Let’s talk Hyperglycaemia and DKA or Diabetic Ketoacidosis, to give it its full title.. ………
DKA happens when your blood glucose is too high, it can happen to someone who has diabetes but hasn’t been diagnosed.
It can happen when a person has type 1 diabetes and for whatever reason hasn’t enough insulin administered because of a pump site that’s not working properly, or because they either haven’t injected when they have eaten, or they have administered insulin, but just not enough to cover the carbohydrate in the food they have eaten.
How does it feel ? it can feel like being drunk, in fact if you drive while like this and were tested with a breath test by the Garda on a road check, you’d be over the limit without ever having touched a drop.
Being ill, being stressed, exercise, hormones and a whole host of other things can also drive blood glucose high, this is when those of us with type 1 diabetes enforce our sick day plan to manage our ever climbing blood glucose, and try to prevent going into DKA.
INSULIN is the only thing that will manage our blood glucose and get us back within a safe range.
It’s also worth noting that medications we may be taking for an illness could also drive our blood glucose up; one of those medications is a steroid, yes even in a nasal spray.
UNTREATED HIGH BLOOD GLUCOSE IS VERY SERIOUS AND VERY DANGEROUS, NOT ONLY CAN IT CAUSE LASTING DAMAGE, IT CAN KILL YOU.

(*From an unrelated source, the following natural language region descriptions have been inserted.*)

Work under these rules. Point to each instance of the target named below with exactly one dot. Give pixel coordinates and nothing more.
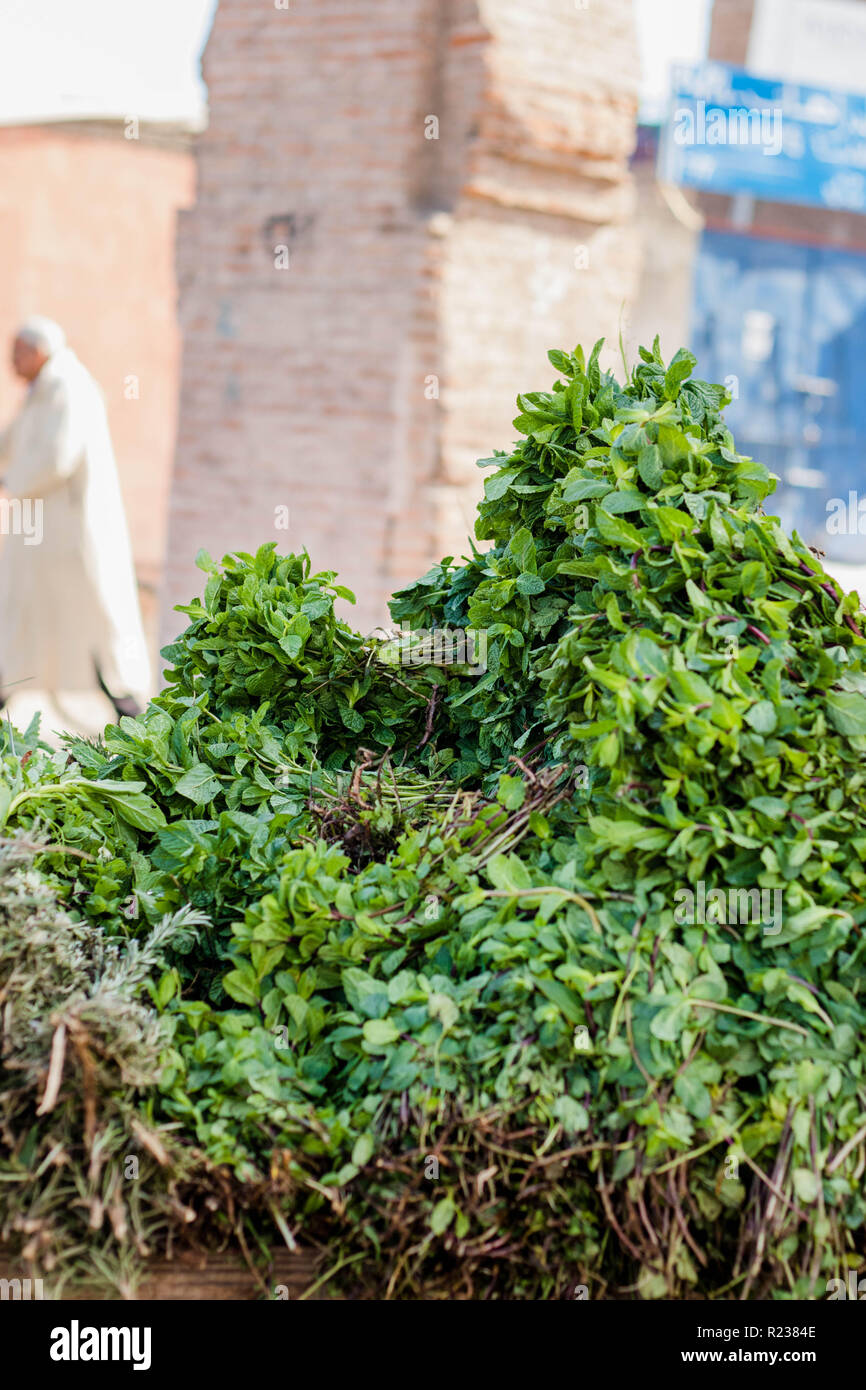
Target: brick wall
(427, 275)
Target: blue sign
(729, 131)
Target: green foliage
(584, 926)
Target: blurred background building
(399, 210)
(755, 248)
(312, 285)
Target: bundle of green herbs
(521, 975)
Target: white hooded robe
(68, 602)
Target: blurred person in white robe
(70, 619)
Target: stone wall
(399, 210)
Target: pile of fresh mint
(517, 975)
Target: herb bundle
(519, 979)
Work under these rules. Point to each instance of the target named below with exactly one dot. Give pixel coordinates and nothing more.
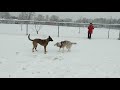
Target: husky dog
(64, 44)
(42, 42)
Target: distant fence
(71, 24)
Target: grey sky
(77, 15)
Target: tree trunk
(58, 30)
(108, 33)
(21, 27)
(119, 35)
(37, 32)
(26, 29)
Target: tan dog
(42, 42)
(64, 44)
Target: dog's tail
(74, 43)
(29, 38)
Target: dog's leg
(33, 49)
(45, 50)
(36, 47)
(59, 49)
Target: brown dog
(43, 42)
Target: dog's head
(50, 39)
(58, 44)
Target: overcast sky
(77, 15)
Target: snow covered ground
(95, 58)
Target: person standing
(90, 30)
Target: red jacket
(90, 28)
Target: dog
(42, 42)
(64, 44)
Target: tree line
(40, 17)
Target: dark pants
(89, 35)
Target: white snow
(95, 58)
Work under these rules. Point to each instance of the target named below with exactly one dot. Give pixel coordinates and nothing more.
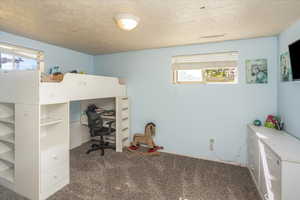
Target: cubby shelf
(9, 137)
(7, 174)
(50, 121)
(9, 120)
(8, 156)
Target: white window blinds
(20, 58)
(200, 61)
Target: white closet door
(122, 123)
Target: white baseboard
(208, 159)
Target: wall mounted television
(294, 49)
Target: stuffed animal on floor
(145, 139)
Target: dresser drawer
(50, 179)
(124, 114)
(274, 167)
(54, 158)
(125, 103)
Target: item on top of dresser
(257, 122)
(274, 122)
(55, 69)
(57, 77)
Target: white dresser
(274, 163)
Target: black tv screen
(295, 59)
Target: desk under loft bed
(35, 129)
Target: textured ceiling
(88, 26)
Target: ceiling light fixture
(126, 21)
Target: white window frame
(205, 62)
(23, 52)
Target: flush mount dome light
(127, 22)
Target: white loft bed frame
(34, 127)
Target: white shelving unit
(34, 127)
(7, 140)
(54, 148)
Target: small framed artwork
(257, 71)
(285, 67)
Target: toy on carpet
(146, 139)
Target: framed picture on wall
(257, 71)
(285, 67)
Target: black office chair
(95, 123)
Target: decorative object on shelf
(146, 139)
(257, 122)
(257, 71)
(285, 66)
(55, 69)
(274, 122)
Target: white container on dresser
(274, 163)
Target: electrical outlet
(211, 144)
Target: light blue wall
(187, 116)
(289, 92)
(56, 56)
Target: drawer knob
(278, 162)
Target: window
(205, 68)
(19, 58)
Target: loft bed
(35, 127)
(26, 87)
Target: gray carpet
(129, 176)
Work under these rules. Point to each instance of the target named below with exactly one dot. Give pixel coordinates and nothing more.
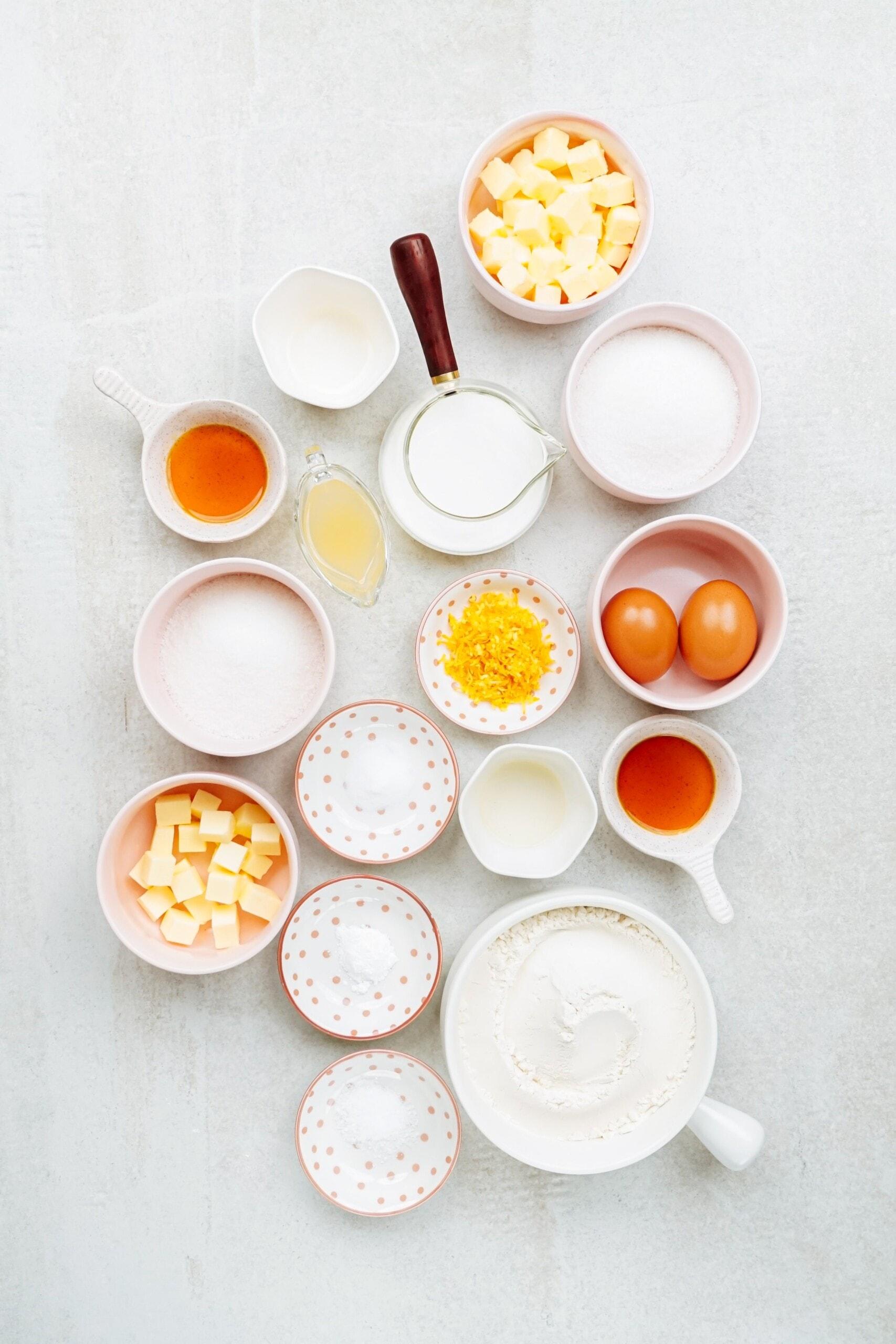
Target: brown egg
(641, 632)
(718, 631)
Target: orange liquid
(667, 784)
(217, 474)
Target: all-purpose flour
(578, 1023)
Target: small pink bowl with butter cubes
(555, 214)
(198, 873)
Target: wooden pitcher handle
(417, 272)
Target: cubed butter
(518, 280)
(205, 802)
(568, 213)
(577, 282)
(579, 248)
(160, 870)
(486, 225)
(256, 865)
(172, 810)
(230, 857)
(220, 887)
(614, 188)
(201, 909)
(616, 255)
(217, 827)
(594, 225)
(546, 264)
(602, 275)
(156, 901)
(501, 252)
(522, 160)
(246, 816)
(179, 927)
(539, 185)
(511, 209)
(163, 841)
(265, 839)
(531, 225)
(623, 225)
(500, 179)
(550, 148)
(586, 162)
(225, 927)
(244, 884)
(260, 901)
(550, 295)
(186, 882)
(188, 841)
(139, 872)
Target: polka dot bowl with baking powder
(379, 1178)
(559, 627)
(323, 978)
(376, 781)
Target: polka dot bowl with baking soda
(559, 631)
(361, 958)
(378, 1133)
(376, 781)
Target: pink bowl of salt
(234, 656)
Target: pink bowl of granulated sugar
(234, 656)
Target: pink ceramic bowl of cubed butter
(473, 198)
(131, 834)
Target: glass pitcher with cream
(471, 449)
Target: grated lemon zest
(496, 651)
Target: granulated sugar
(656, 409)
(242, 658)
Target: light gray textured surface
(163, 167)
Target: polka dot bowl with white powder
(234, 656)
(361, 958)
(378, 1133)
(661, 402)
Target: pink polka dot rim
(559, 625)
(379, 1180)
(318, 978)
(376, 781)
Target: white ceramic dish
(473, 198)
(312, 968)
(375, 1182)
(163, 424)
(325, 338)
(698, 323)
(730, 1135)
(376, 781)
(673, 557)
(556, 683)
(151, 634)
(129, 835)
(436, 530)
(555, 854)
(691, 850)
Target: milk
(472, 454)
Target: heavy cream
(578, 1023)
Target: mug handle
(417, 272)
(731, 1136)
(145, 412)
(703, 872)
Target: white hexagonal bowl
(555, 855)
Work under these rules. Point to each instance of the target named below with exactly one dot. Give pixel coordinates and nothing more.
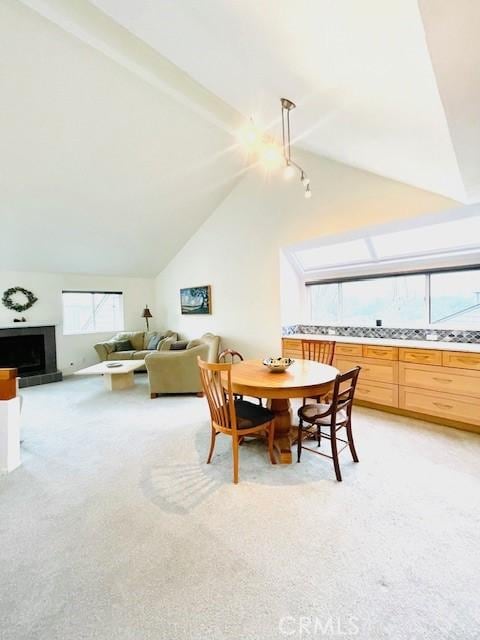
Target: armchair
(177, 371)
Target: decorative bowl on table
(278, 365)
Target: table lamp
(146, 313)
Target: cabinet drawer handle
(443, 406)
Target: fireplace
(32, 350)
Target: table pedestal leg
(283, 426)
(114, 381)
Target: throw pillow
(123, 345)
(179, 345)
(153, 342)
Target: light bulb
(271, 156)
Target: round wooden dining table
(303, 379)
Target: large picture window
(92, 311)
(448, 299)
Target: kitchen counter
(391, 342)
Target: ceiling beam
(95, 28)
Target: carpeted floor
(115, 528)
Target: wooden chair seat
(233, 417)
(320, 414)
(251, 415)
(332, 417)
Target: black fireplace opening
(26, 353)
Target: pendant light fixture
(291, 167)
(268, 151)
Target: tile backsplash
(445, 335)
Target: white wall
(76, 351)
(237, 250)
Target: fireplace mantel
(19, 325)
(30, 348)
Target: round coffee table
(303, 379)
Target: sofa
(139, 341)
(176, 371)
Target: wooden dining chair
(233, 417)
(229, 355)
(322, 351)
(333, 416)
(319, 350)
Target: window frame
(377, 276)
(92, 293)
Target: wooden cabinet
(442, 386)
(383, 353)
(461, 360)
(377, 393)
(444, 379)
(291, 348)
(443, 405)
(375, 370)
(420, 356)
(344, 349)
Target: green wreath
(16, 306)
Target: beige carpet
(115, 528)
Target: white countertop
(390, 342)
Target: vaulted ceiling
(371, 86)
(117, 116)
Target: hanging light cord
(287, 106)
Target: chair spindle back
(318, 350)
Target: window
(92, 311)
(436, 240)
(449, 299)
(455, 298)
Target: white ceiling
(116, 117)
(361, 73)
(100, 171)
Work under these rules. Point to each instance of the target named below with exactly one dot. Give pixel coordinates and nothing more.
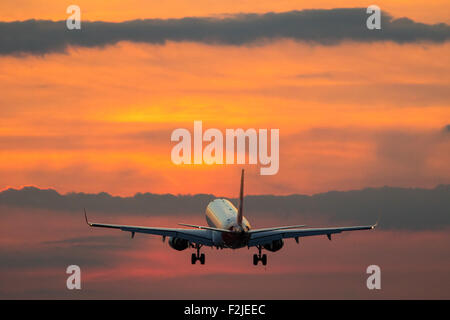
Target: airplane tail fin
(241, 200)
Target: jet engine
(178, 244)
(274, 245)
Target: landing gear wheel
(264, 259)
(259, 257)
(255, 259)
(198, 256)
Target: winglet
(85, 217)
(378, 221)
(241, 200)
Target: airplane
(228, 228)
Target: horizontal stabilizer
(205, 228)
(277, 228)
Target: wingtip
(85, 218)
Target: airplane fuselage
(221, 213)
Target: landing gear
(258, 257)
(198, 256)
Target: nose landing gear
(258, 257)
(198, 256)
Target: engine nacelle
(274, 245)
(178, 244)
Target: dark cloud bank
(326, 27)
(400, 208)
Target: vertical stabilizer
(241, 200)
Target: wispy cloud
(324, 27)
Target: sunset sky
(352, 113)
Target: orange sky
(350, 116)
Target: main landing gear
(259, 257)
(198, 256)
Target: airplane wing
(265, 237)
(200, 236)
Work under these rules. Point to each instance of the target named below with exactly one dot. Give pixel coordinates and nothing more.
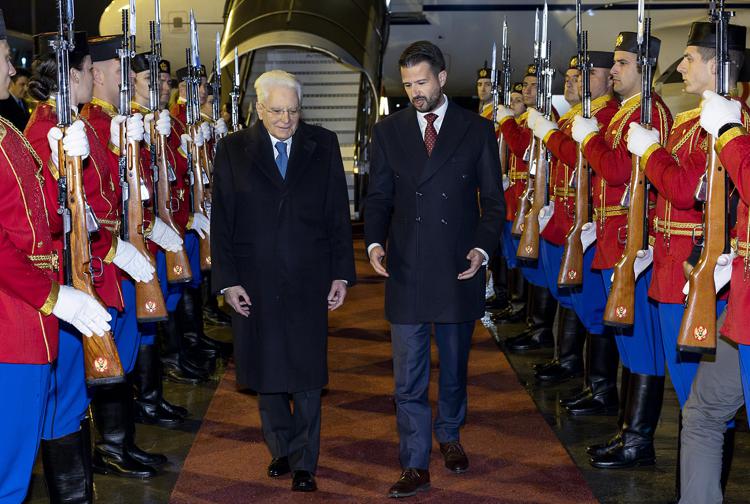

If you have diabetes and are experiencing this, but cannot manage to get your blood glucose back within range using your sick day plan, you should contact A&E if it’s outside working hours or if it’s during the day then phone your diabetes team or at least your GP, for be sure to seek medical help.
UNDIAGNOSED TYPE 1 DIABETES:
Now this worries me a lot, this is where a child or adult is unwell with flu like symptoms or maybe a tummy upset but the symptoms are being put down to a bug of some kind, later things get worse and now maybe the person / child in unresponsive.
IT WOULD BE SO VERY EASY FOR A GP TO DO A SIMPLE FINGER PRICK WHILE HE HAS YOU IN HIS SURGURY BUT HE DOESNT. IT WOULD BE SO EASY FOR THE SICK PERSON OR THE PARENT OF THE CHILD WHO IS SICK TO “INSIST” A SIMPLE FINGER PRICK BLOOD TEST BE DONE BUT THEY DONT.
SECONDS IS ALL IT TAKES TO GET THE RESULTS AND SAVE A LIFE. UNFORTUNATELY THIS DOESNT ALWAYS HAPPEN, AND I FEEL IT’S BECAUSE TYPE 1 DIABETES DOESNT GET ENOUGH MEDIA COVERAGE, SO NOT MUCH AWARENESS. PEOPLE AND SOME GPs SIMPLE DONT KNOW TO CHECK FOR IT.
The symptoms or the 4 Ts of undiagnosed diabetes are
- Tired: more tired than usual
- Toilet: Needing to use the toilet more often to Pee
- Thirst: a feeling of a thirst you just can’t quench so drinking more than usual
- Thin: unexplained weight loss, no matter how much you eating
- IF YOU HAVE ALL OR ANY OF THESE SYMPTOMS GO STRAIGHT TO YOUR GP AND INSIST ON A BLOOD GLUCOSE TEST AND DONT TAKE NO FOR AN ANSWER.
For those who think diabetes is caused by an unhealthy lifestyle let me clarify a couple of things.
I have type 1 diabetes. It’s an autoimmune disease. Nothing I did, or didn’t do caused it and nothing I do will cure it. There’s is currently no cure for Type 1 diabetes.
Type 1 Diabetes happens because our own antibodies attack and destroy an organ in the body. it’s an autoimmune response where antibodies that normally fight disease mistake a part of our body
(the pancreas in this case) as foreign and attack to destroy it.
When those antibodies attack the insulin-producing islets in the pancreas we stop producing insulin so we need to inject or pump it.
Without insulin a person with type 1 diabetes would die. At present it is not known what causes this to happen, and there is no cure.
A person with Type 1 diabetes MUST inject or pump insulin to stay alive.
There are many factors that contribute to a diagnosis of Type 2 diabetes so pre judgment of a lifestyle choice is unfair at very least.
A person with Type 2 diabetes, while still producing their own insulin for various reasons their body cannot use it correctly or efficiently.
These people are generally treated with oral medications and sometimes with insulin injections.